It has been a difficult relationship between Cape Town and the Imoca teams in The Ocean Race 2023 on the sailing side. Two weeks ago, the St Helena high resisted the arrival of the crews, now in 24 hours, another calm zone is looming, making it difficult to say goodbye. Even the start in the wind shadow of Table Mountain became a rollercoaster on this Sunday at 14:15 local time. Shortly before the start signal, the wind dropped, came back shortly afterwards and lifted the yachts onto the foils with Paul Meilhat’s Team Biotherm in the leading position. But the high-speed mode was followed by a complete stop of the fleet drifting through the bay off Cape Town. Shortly after, the action was on again with strong gusts throwing the yachts on their sides. One hour after the start, all boats were drifting in the slack – with GUYOT environnement – Team Europe in the leading position, while Biotherm returned to port first due to a technical problem. 11th Hour Racing (Charlie Enright, USA) also had to stop with problems on the mainsail.

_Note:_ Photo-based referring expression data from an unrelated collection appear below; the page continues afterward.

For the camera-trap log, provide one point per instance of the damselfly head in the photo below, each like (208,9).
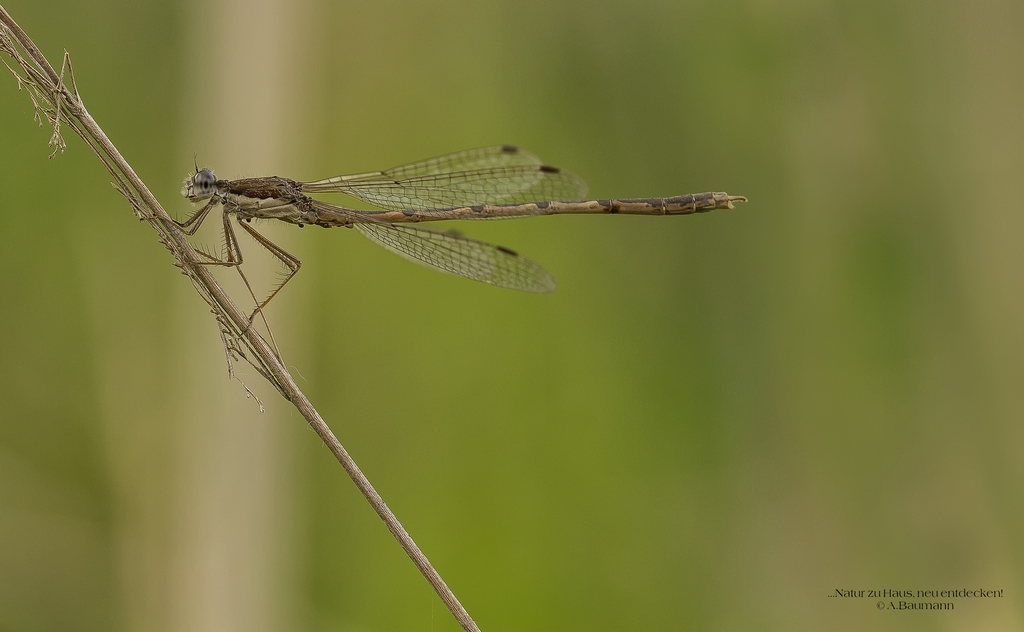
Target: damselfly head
(200,185)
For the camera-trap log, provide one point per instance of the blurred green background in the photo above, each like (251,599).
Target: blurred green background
(713,424)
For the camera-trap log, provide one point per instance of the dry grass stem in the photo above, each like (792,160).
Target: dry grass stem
(60,107)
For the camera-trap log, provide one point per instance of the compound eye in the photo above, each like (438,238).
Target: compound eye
(205,180)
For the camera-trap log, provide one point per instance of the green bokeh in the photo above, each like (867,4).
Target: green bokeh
(713,424)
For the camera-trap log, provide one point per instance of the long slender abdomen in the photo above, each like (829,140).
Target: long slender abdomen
(678,205)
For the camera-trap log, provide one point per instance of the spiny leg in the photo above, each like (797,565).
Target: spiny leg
(190,225)
(287,258)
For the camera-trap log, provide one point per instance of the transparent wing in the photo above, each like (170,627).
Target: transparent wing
(458,255)
(521,179)
(468,160)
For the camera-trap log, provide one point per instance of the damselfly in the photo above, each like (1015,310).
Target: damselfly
(488,182)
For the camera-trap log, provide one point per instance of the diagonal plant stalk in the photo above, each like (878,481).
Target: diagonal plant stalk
(60,106)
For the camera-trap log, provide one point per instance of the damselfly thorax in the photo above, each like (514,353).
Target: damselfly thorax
(488,182)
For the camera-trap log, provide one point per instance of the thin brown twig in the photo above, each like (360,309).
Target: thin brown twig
(57,104)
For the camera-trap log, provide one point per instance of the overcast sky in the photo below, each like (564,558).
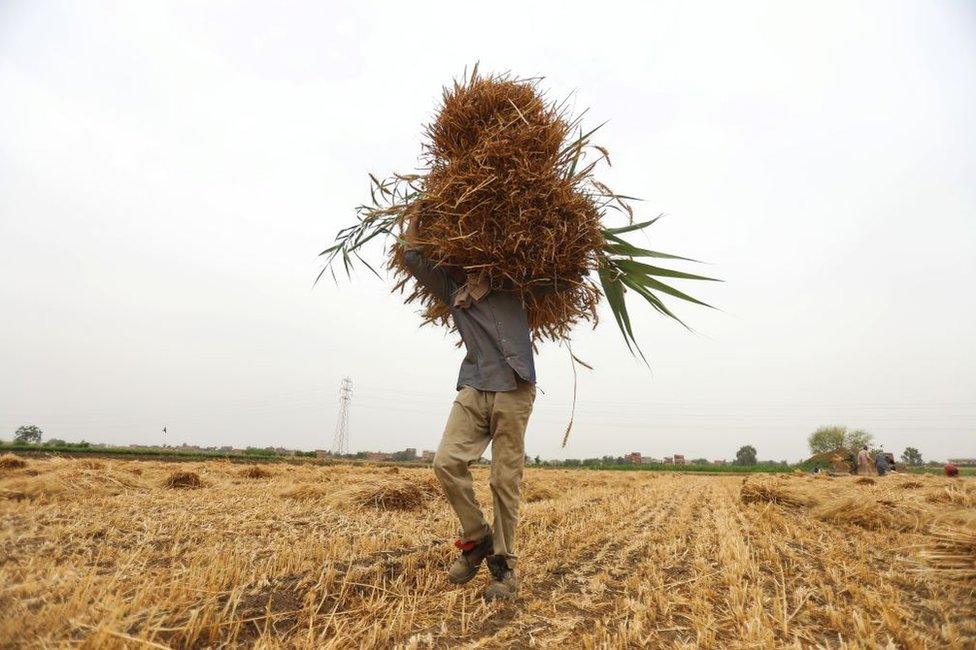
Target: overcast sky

The teams left South Africa to set off on a new adventure. An adventure which had never been seen before in the 50-year history of the race. 12,750 nautical miles around the Antarctic continent without another stop from South Africa to Brazil: never before in its previous 13 editions has The Ocean Race challenged the athletes in this way. It is a stage where many milestones are passed. These are moments when sailors become legends.
The first major landmark of this monster leg is just a few nautical miles from the start. But with the passing of the Cape of Good Hope, the race of great hopes only begins. All skippers and crew members are very aware of the huge task. They approach the leg with a mixture of anticipation and humility, with ambition but also restraint, with the will to push the yacht hard but also always keeping safety in mind.
In GUYOT environnement – Team Europe, skipper Benjamin Dutreux and Annie Lush have returned to the team after their break for the second leg and form the quintet for the Southern Ocean on the black yacht with Robert Stanjek, Sébastien Simon and onboard reporter Charles Drapeau.
Benjamin Dutreux could hardly wait to get back into the race: “It was not easy on the last leg to follow the boat only on the tracker. Like the audience, I had very changing feelings – sometimes I was very confident, and then it drove me crazy again to look at the screen.” Fifth place was not the result they had hoped for, but the 32-year-old Dutreux could not blame the team: “The points on the tableau don’t look good, of course. But the team has always given everything. We are in a good development process. I am proud and looking forward to the leg. It will be a cool leg – for us and for the spectators. The competition is incredibly strong. The new boats are very impressive. There have been really strong yachts built in the past few months.”
For Sébastien Simon, the second leg of The Ocean Race was just the warm-up to really get going now: “For me, The Ocean Race only starts here in Cape Town. There are two possibilities to collect points on this leg, a lot can happen. We will experience a lot of wind and high waves. We will be far from any land mass, so the wind will hit us unhindered.” For the 32-year-old Frenchman, it’s also an opportunity to finish an unfinished job: “I’m happy to have this chance. I have bad memories of the Southern Ocean. Two years ago, I had to abandon my Vendée Globe three days away from the Cape of Good Hope after I hit an unknown object in the water and had to turn back to Cape Town. That’s why I’m looking forward to this leg.”
For Berlin-based Robert Stanjek, the next five weeks will bring entirely new experiences that need to be approached with care: “We are sailing through the most adverse weather conditions this planet has to offer. It’s all a bit tougher, bigger and of course colder. The standard of precautions is huge because of these sea areas. We’ve gone through training and briefings on safety issues – be it medical training, but also crisis management for major material break. We have rehearsed procedures and trained forces for each eventuality on board, and it’s an experienced crew. I’m the only newcomer to Southern Ocean with us.” Concerns must not be allowed to take over thoughts, however: “To some extent, you have to find a chamber where human concerns are locked away. There remains a risk, of course. A serious injury can already be complicated. But it is also a good adventure to go down there. Close your eyes and go through! It will be all right. It’s the queen leg, it’s the DNA of this race.”
A rock of the GUYOT environnement – Team Europe will be Annie Lush. The two-time circumnavigator is the only one to have mastered the Southern Ocean in team sailing, and also knows the interpersonal challenges that await the crew in such a confined space. She has meticulously packed the food bags over the past few days, making sure that there will always be a little treat for the tough days. The 42-year-old Brit made it short and sweet before setting off: “Let’s do it!”
With a view of Table Mountain, the crew of GUYOT environnement – Team Europe was bid farewell by their team, friends and family members from the port of Cape Town. Numerous spectators lined the pontoon at Ocean Live Park, giving the yacht an emotional and loud farewell. “It’s a great moment. That’s what we’re doing this for,” said French team manager Alice Potiron. And Jens Kuphal, the German team manager, added: “See you in Brazil!”